In the existing CUP technology, the initial value of the adopted reconstruction algorithm and the selection of parameters seriously affect the quality of image reconstruction, and even the iterative process cannot be converged. Moreover, since the intensity accumulation matrix is a complex matrix, the calculation amount is large in the iterative process. Finally, the prior art solves in the time domain, and the picture does not generally show sparsity in the time domain.
Disclosure of Invention
The application provides a transient scene image reconstruction method and a related device based on a sparse basis, which are used for solving the technical problems that an existing CUP technology is a time domain solving process, the calculated amount is large, the image does not have sparsity, and the reconstruction efficiency is low.
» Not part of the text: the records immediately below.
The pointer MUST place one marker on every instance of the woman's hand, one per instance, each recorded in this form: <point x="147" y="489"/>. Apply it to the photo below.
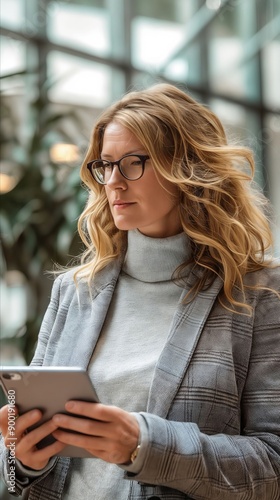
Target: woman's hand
<point x="25" y="442"/>
<point x="107" y="432"/>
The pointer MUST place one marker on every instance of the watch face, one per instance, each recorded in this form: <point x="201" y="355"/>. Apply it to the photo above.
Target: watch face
<point x="135" y="453"/>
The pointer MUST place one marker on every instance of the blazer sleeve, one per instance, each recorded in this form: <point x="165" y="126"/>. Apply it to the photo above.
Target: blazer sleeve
<point x="220" y="466"/>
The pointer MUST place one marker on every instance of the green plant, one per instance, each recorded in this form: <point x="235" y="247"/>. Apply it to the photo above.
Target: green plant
<point x="38" y="216"/>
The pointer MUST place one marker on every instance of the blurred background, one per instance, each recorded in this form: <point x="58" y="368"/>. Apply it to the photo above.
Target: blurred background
<point x="62" y="62"/>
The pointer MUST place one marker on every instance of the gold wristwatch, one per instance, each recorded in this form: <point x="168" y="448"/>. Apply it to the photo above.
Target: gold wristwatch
<point x="134" y="454"/>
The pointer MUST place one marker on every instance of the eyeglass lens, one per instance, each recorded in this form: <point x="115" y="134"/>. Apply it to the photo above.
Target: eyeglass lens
<point x="130" y="166"/>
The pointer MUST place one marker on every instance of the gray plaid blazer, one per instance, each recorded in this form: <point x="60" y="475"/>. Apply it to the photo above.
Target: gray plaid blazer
<point x="213" y="414"/>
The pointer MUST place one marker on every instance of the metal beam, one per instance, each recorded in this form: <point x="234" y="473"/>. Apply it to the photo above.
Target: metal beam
<point x="199" y="22"/>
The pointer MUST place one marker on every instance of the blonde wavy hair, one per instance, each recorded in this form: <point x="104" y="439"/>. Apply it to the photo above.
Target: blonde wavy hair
<point x="220" y="212"/>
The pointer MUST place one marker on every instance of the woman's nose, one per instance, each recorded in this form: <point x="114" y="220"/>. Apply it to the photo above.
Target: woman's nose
<point x="116" y="178"/>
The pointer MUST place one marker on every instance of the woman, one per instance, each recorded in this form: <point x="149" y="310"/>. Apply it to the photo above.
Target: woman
<point x="175" y="313"/>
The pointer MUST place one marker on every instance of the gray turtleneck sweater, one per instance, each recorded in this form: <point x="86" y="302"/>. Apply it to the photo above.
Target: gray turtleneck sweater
<point x="132" y="338"/>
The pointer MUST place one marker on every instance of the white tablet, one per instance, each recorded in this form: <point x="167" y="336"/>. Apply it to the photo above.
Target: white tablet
<point x="47" y="388"/>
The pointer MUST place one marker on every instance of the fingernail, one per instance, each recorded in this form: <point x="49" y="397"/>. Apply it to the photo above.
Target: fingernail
<point x="70" y="405"/>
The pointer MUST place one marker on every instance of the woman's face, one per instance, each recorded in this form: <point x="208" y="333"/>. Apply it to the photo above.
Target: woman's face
<point x="144" y="204"/>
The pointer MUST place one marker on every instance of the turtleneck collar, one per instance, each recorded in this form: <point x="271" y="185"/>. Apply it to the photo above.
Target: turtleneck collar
<point x="155" y="259"/>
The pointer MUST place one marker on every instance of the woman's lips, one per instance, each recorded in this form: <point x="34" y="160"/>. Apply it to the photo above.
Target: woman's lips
<point x="118" y="205"/>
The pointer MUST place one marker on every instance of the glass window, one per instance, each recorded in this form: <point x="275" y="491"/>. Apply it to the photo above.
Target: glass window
<point x="80" y="26"/>
<point x="272" y="139"/>
<point x="233" y="64"/>
<point x="12" y="60"/>
<point x="12" y="14"/>
<point x="271" y="73"/>
<point x="78" y="81"/>
<point x="153" y="41"/>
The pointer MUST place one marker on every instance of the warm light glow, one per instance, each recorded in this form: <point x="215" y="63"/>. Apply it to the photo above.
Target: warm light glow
<point x="7" y="183"/>
<point x="64" y="153"/>
<point x="213" y="4"/>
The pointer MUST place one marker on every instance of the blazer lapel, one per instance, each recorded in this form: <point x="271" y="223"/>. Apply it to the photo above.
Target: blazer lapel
<point x="185" y="331"/>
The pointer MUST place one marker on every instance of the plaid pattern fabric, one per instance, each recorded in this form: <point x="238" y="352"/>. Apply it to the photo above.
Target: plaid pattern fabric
<point x="213" y="415"/>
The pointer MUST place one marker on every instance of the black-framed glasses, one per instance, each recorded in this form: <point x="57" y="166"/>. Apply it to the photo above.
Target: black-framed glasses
<point x="130" y="166"/>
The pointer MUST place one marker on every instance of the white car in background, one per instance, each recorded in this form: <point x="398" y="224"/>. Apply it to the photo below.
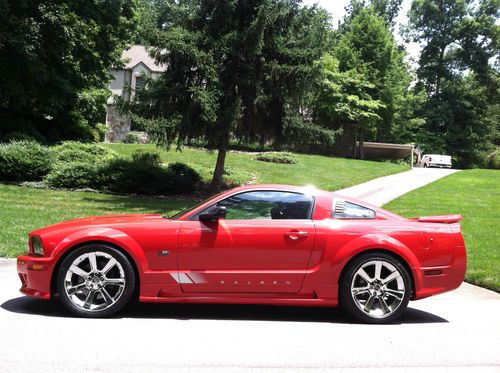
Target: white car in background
<point x="436" y="160"/>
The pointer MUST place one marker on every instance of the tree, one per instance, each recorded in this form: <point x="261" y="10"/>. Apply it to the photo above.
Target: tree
<point x="344" y="99"/>
<point x="51" y="52"/>
<point x="366" y="45"/>
<point x="460" y="40"/>
<point x="235" y="69"/>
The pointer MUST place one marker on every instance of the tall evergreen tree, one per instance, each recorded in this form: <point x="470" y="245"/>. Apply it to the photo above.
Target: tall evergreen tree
<point x="366" y="45"/>
<point x="235" y="68"/>
<point x="460" y="40"/>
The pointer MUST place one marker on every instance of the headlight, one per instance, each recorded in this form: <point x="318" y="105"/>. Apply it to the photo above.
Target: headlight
<point x="36" y="245"/>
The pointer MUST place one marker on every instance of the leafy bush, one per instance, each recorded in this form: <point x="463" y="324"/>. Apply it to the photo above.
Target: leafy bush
<point x="73" y="151"/>
<point x="24" y="161"/>
<point x="75" y="175"/>
<point x="132" y="138"/>
<point x="147" y="157"/>
<point x="144" y="174"/>
<point x="493" y="159"/>
<point x="277" y="157"/>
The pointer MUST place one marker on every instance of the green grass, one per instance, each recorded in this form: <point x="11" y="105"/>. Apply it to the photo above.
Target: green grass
<point x="475" y="194"/>
<point x="25" y="209"/>
<point x="327" y="173"/>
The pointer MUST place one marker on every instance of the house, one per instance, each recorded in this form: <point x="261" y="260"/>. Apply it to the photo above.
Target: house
<point x="137" y="64"/>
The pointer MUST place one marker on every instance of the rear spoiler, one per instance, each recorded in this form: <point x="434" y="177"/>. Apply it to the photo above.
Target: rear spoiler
<point x="448" y="219"/>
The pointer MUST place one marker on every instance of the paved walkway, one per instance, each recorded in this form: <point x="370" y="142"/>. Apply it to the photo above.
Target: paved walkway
<point x="453" y="332"/>
<point x="380" y="191"/>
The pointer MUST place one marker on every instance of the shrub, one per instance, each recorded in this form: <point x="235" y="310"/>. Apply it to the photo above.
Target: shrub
<point x="277" y="157"/>
<point x="144" y="174"/>
<point x="75" y="175"/>
<point x="74" y="151"/>
<point x="147" y="157"/>
<point x="132" y="138"/>
<point x="24" y="161"/>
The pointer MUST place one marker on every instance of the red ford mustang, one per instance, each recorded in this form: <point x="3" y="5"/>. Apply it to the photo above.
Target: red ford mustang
<point x="267" y="244"/>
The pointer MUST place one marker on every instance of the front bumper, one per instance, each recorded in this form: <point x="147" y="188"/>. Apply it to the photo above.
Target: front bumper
<point x="35" y="274"/>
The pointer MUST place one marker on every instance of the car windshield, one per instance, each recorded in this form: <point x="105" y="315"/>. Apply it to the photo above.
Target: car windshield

In view of this, a first aspect of the present application provides a method for reconstructing a transient scene image based on a sparse basis, including:
performing expansion conversion on the target source image to obtain an initial source image column vector;
converting the initial source diagram column vector in the time domain into a preset change domain to obtain a source diagram sparse column vector;
expressing the source map sparse column vector as a linear observation image by a preset processing method, wherein the preset processing method comprises coding, shearing and accumulating;
carrying out minimization problem solving according to the linear observation image by adopting a preset optimization algorithm to obtain an optimal image solution in a sparse domain;
and converting the optimal image solution to a time domain to obtain a target reconstruction image.
Optionally, the expanding and converting the target source image to obtain an initial source image column vector includes:
and expanding the target source image into a preset charge coupling equipment imaging size in a zero filling mode, and then expanding a column vector to obtain an initial source image column vector.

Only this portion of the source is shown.